Second, the probability that the chain started at $0$ reaches state $n$ before its next return to $0$ is $\prod_{i=0}^{n-1} (1-p_i)$. Thus the probability that it diverges to infinity before returning to $0$ is $\prod_{i=0}^\infty (1-p_i)$. Thus everything hinges on whether this product is $0$ or not. As usual with infinite products, we tend to study them by looking at their logarithm, so you are looking at whether $\sum_{i=1}^\infty \ln(1-p_i)$ is infinite or not. By a Taylor expansion argument, this is the same as asking whether $\sum_{i=1}^\infty p_i=\infty$ or not. If this sum is infinite, then the chain is not recurrent (because it will eventually fail to return to $0$ with probability 1, since it will get "infinitely many attempts" at a Bernoulli trial). If the sum is finite, then the chain is recurrent.

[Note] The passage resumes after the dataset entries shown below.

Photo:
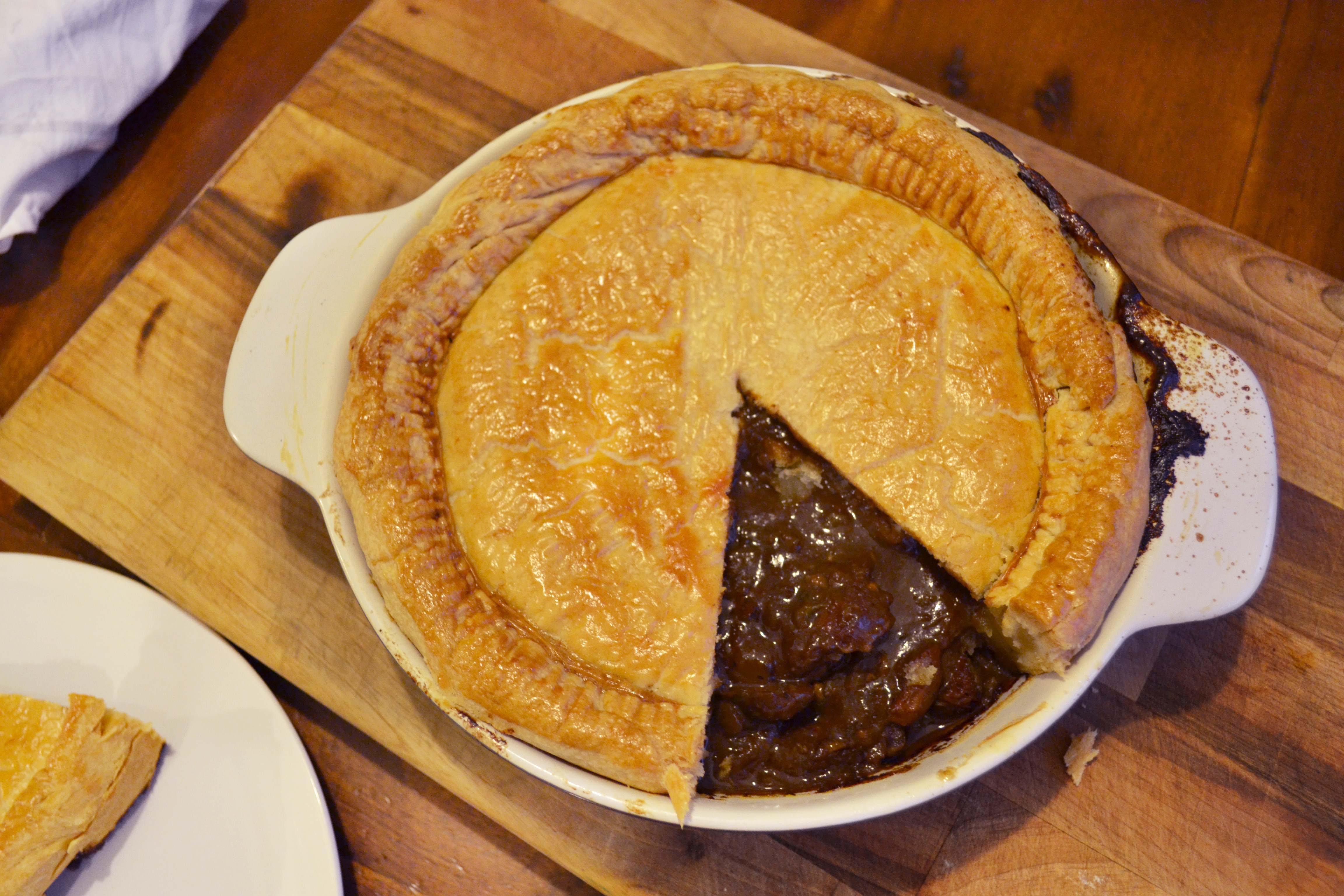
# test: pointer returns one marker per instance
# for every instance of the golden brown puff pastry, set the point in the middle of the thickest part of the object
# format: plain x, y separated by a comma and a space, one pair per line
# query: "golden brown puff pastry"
66, 778
545, 506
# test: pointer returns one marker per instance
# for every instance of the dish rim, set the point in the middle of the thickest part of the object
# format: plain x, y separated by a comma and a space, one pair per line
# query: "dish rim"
314, 862
296, 300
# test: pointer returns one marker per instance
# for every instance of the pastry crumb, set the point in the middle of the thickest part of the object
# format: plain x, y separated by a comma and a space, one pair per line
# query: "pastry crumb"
921, 675
796, 483
1081, 751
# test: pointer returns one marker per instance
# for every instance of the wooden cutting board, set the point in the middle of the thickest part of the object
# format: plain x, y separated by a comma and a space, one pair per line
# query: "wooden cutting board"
1222, 765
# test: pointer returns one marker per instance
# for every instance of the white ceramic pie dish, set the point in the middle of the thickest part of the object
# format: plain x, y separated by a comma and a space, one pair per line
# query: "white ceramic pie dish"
287, 379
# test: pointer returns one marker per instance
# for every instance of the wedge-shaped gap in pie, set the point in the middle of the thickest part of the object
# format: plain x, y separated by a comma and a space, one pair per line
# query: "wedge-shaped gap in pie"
538, 440
845, 649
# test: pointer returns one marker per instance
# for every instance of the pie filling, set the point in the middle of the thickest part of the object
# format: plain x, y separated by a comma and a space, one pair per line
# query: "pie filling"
845, 649
546, 507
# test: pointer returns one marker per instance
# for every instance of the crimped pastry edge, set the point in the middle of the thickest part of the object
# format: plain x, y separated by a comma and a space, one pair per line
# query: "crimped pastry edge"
494, 216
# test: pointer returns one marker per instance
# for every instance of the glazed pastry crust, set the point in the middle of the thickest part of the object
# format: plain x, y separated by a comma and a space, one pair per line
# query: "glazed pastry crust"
66, 778
486, 655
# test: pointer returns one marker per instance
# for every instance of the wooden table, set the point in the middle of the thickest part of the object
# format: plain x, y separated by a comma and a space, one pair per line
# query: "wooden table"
1222, 762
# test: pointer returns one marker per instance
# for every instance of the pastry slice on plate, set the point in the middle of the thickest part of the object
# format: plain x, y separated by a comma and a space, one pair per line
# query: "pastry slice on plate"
68, 776
540, 433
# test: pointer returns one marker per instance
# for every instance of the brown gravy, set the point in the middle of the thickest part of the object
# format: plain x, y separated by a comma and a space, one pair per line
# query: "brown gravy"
845, 648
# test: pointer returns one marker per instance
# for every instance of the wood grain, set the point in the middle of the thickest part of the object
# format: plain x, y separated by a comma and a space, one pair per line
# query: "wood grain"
1232, 288
1218, 770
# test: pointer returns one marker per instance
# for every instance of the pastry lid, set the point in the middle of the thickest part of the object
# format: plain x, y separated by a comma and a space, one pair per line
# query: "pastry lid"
288, 374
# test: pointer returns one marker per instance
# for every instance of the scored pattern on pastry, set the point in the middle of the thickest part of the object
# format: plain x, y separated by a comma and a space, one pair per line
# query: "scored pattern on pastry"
498, 660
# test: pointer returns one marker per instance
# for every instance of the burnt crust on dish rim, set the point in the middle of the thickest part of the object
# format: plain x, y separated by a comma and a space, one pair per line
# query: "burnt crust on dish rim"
430, 589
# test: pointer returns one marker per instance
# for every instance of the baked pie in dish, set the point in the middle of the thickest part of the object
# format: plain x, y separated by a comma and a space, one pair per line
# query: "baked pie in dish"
541, 430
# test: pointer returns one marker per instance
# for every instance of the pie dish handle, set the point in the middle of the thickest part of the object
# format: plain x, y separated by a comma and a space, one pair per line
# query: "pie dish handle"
290, 363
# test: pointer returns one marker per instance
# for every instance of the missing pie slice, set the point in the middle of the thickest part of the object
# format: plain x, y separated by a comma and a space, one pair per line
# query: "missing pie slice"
540, 433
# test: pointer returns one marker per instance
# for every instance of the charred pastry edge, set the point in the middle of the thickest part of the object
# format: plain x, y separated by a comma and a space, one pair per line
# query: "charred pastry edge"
1177, 433
388, 442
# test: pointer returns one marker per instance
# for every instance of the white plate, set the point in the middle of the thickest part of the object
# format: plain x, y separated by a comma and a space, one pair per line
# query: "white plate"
235, 806
287, 381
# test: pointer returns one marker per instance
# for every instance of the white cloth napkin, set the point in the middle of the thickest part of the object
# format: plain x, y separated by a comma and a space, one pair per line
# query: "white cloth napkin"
70, 70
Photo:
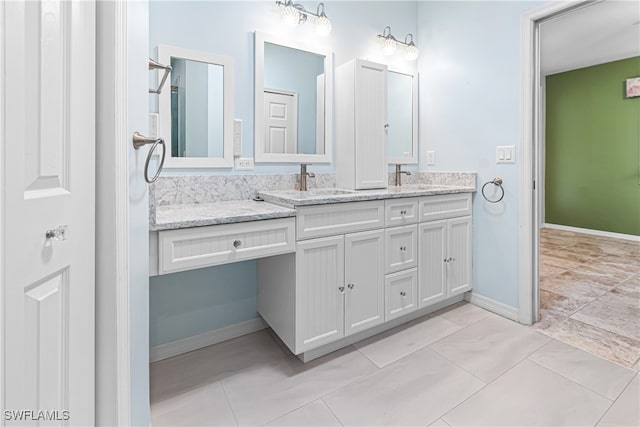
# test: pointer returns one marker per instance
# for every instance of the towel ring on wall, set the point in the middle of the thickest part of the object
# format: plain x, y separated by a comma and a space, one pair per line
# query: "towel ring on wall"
140, 140
497, 181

In terms of the $p_{i,i}$ and $f_{i,i}$ notation that you are acquainted with, you can calculate $f_{0,0}^{(n)}=p_{n-1} \prod_{j=0}^{n-2} (1-p_j)$, since you return to $0$ from $0$ in exactly $n$ steps if and only if you move to the right exactly $n-1$ times and then jump back to $0$.

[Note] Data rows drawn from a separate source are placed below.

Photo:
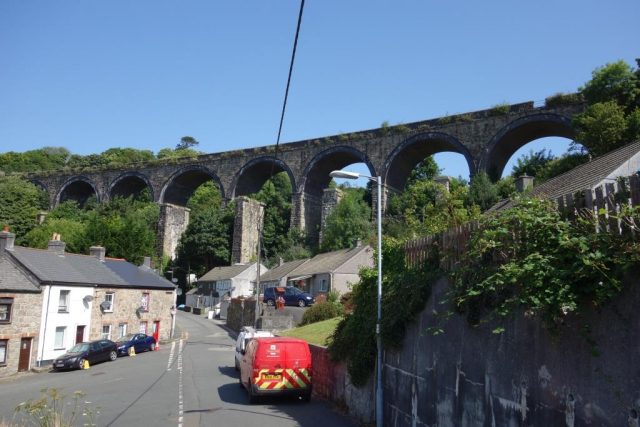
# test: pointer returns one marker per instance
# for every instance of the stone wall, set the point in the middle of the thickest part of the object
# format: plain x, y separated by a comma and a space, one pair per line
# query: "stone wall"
26, 314
241, 313
330, 200
331, 381
522, 377
249, 213
173, 221
126, 303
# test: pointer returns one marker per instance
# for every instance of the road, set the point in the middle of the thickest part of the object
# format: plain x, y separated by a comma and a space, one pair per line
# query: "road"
147, 390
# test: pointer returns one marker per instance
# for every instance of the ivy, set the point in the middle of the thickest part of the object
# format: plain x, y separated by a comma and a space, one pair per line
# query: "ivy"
405, 291
530, 259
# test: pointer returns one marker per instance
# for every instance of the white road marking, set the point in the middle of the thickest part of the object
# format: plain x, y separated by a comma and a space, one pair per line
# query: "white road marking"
173, 347
180, 389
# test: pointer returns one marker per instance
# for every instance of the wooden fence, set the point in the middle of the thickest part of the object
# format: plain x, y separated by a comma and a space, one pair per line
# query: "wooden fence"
604, 202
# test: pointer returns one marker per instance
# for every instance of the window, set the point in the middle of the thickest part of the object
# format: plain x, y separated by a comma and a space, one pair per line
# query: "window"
63, 302
145, 302
5, 310
108, 299
60, 333
3, 352
106, 332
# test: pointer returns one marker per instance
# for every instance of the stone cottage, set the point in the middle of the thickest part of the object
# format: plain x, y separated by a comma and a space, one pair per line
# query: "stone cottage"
20, 312
332, 270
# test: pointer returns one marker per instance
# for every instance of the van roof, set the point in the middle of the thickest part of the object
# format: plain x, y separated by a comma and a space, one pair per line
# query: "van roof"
280, 339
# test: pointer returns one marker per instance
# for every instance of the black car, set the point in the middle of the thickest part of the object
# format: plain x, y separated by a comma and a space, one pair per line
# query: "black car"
93, 352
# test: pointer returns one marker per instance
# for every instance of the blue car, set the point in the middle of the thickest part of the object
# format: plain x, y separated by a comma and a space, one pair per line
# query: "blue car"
292, 296
138, 342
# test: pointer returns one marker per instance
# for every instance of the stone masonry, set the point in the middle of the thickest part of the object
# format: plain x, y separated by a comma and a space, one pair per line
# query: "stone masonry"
125, 311
330, 200
249, 213
26, 313
486, 139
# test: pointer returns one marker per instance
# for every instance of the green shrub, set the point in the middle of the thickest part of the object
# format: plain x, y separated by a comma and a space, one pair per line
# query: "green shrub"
319, 312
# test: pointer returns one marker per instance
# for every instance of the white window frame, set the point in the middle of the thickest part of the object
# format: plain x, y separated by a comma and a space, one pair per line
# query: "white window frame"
145, 301
123, 329
106, 336
112, 301
59, 345
64, 308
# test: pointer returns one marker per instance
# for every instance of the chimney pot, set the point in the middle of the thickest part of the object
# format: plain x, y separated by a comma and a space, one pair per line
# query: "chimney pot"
523, 183
98, 252
6, 240
56, 246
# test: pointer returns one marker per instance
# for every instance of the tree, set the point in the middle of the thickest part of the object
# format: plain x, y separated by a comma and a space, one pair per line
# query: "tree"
186, 142
530, 164
349, 220
615, 82
601, 127
207, 240
482, 192
20, 202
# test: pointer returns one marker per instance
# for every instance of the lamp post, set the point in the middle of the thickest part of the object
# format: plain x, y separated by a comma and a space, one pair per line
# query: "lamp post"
378, 180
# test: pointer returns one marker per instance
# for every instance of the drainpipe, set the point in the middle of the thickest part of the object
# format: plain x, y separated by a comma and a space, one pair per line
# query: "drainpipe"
46, 321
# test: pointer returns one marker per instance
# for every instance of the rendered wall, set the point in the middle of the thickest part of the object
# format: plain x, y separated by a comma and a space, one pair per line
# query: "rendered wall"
522, 377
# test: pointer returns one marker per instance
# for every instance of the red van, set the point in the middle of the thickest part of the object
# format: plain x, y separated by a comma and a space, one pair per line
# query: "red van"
277, 366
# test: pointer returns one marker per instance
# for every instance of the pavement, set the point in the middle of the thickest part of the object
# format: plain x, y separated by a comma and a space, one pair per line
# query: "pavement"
190, 382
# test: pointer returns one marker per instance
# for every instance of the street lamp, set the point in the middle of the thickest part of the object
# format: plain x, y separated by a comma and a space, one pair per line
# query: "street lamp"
378, 180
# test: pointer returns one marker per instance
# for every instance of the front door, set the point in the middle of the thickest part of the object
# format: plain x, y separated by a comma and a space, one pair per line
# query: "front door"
80, 334
25, 354
156, 330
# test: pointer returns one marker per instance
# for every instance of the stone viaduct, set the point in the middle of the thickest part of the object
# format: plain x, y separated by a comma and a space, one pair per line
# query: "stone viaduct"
486, 139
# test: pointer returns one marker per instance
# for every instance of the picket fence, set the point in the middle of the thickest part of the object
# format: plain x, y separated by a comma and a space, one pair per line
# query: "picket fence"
604, 201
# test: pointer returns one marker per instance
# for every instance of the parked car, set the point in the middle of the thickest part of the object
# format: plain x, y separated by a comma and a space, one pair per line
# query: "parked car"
93, 352
277, 366
292, 296
138, 342
244, 337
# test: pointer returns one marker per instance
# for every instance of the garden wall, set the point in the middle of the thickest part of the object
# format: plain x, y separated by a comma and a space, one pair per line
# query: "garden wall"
522, 377
331, 382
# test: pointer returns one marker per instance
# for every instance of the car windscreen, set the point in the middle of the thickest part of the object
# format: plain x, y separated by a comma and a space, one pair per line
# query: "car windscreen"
79, 348
126, 338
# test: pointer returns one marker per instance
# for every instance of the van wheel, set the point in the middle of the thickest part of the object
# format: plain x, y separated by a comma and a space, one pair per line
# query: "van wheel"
252, 397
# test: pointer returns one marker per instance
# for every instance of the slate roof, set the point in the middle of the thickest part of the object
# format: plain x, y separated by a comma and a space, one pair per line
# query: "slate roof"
138, 277
224, 273
73, 269
13, 279
324, 263
588, 175
282, 271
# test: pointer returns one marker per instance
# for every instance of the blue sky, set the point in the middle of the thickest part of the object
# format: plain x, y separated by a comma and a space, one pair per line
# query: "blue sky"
94, 75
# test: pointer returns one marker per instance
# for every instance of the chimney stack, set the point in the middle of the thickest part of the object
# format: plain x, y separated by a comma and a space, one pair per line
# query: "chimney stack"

To continue in this method, if you introduce $q_j=1-p_j$ then you are now looking at $\sum_{n=1}^N (1-q_{n-1}) \prod_{j=0}^{n-2} q_j=(1-q_0)+(1-q_1)q_0+(1-q_2)q_0 q_1+\dots$ which telescopes, becoming $1-\prod_{j=0}^{N-1} q_j$, so again the question of recurrence comes down to whether $\prod_{j=0}^\infty q_j=0$ or not. It is just that in the previous way of looking at the problem it was easier to compute $1-\sum_{k=1}^n f_{0,0}^{(k)}$ (i.e. the probability that the first return to $0$ doesn't occur in the first $n$ time steps) "by inspection", rather than actually evaluating the terms and summing them. (This is basically the same reason why the CDF of the geometric distribution is simpler than the PMF.)

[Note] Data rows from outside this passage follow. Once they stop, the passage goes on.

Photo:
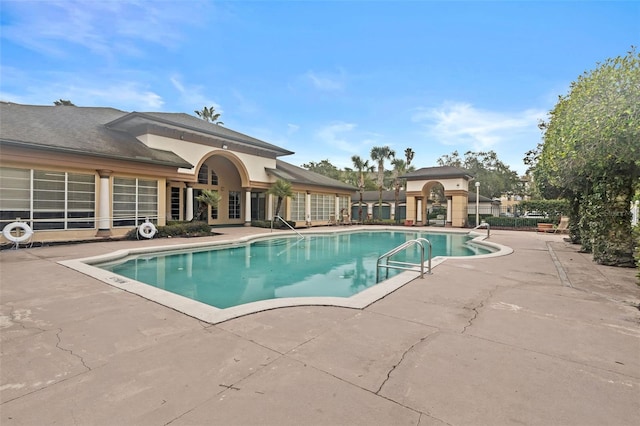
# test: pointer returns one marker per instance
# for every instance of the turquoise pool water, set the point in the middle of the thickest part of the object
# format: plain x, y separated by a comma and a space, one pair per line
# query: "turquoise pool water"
338, 265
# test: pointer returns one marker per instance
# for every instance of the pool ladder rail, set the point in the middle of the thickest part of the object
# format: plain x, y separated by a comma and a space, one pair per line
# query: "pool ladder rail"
287, 223
484, 224
406, 266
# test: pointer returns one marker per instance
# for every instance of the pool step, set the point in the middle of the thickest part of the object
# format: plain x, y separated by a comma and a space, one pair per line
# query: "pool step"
271, 243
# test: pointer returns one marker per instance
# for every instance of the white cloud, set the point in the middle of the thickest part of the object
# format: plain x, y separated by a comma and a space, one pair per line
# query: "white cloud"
334, 136
192, 96
327, 81
460, 124
109, 28
292, 128
121, 94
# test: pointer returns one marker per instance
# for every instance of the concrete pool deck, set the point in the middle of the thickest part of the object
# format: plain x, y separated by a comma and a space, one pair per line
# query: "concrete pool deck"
541, 336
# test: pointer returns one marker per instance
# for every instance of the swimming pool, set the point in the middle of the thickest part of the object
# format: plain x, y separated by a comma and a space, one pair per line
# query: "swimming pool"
230, 279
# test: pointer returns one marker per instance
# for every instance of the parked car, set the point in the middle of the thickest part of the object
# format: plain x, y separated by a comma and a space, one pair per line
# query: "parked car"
535, 215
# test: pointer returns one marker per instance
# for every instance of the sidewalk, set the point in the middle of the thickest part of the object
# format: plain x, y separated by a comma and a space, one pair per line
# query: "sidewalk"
540, 337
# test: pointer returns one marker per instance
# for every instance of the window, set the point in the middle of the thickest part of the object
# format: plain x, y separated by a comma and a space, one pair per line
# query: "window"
214, 210
134, 201
175, 203
322, 206
234, 205
297, 206
344, 201
203, 174
48, 199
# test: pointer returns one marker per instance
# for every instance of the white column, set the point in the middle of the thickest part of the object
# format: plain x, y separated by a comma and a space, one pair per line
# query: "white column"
247, 207
269, 206
104, 203
188, 214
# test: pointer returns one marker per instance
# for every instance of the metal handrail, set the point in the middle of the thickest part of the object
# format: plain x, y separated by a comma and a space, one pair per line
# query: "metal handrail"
287, 223
406, 266
485, 225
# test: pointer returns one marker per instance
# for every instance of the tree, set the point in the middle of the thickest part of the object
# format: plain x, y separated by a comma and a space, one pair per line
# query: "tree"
209, 114
408, 154
63, 102
206, 198
362, 166
324, 168
281, 189
495, 177
380, 154
399, 168
591, 148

If $\pi$ is a stationary distribution for $P$, that is, $\pi P=\pi$, then we must have \begin{align} \pi_0 &= \sum_{i=0}^\infty p_i\pi_i\tag1\\ \pi_i &= (1-\pi_{i-1})\pi_{i-1},\ i\geqslant 1\tag2 \end{align} Clearly $P$ cannot have a stationary distribution if $\sum_{i=0}^\infty p_i=\infty$. If the sum is finite, use the recurrence from $(2)$ to find an expression for $\pi_i$ in terms of $\pi_0$, then use $(1)$ to find $\pi_0$ explicitly and hence the rest of the $\pi_i$.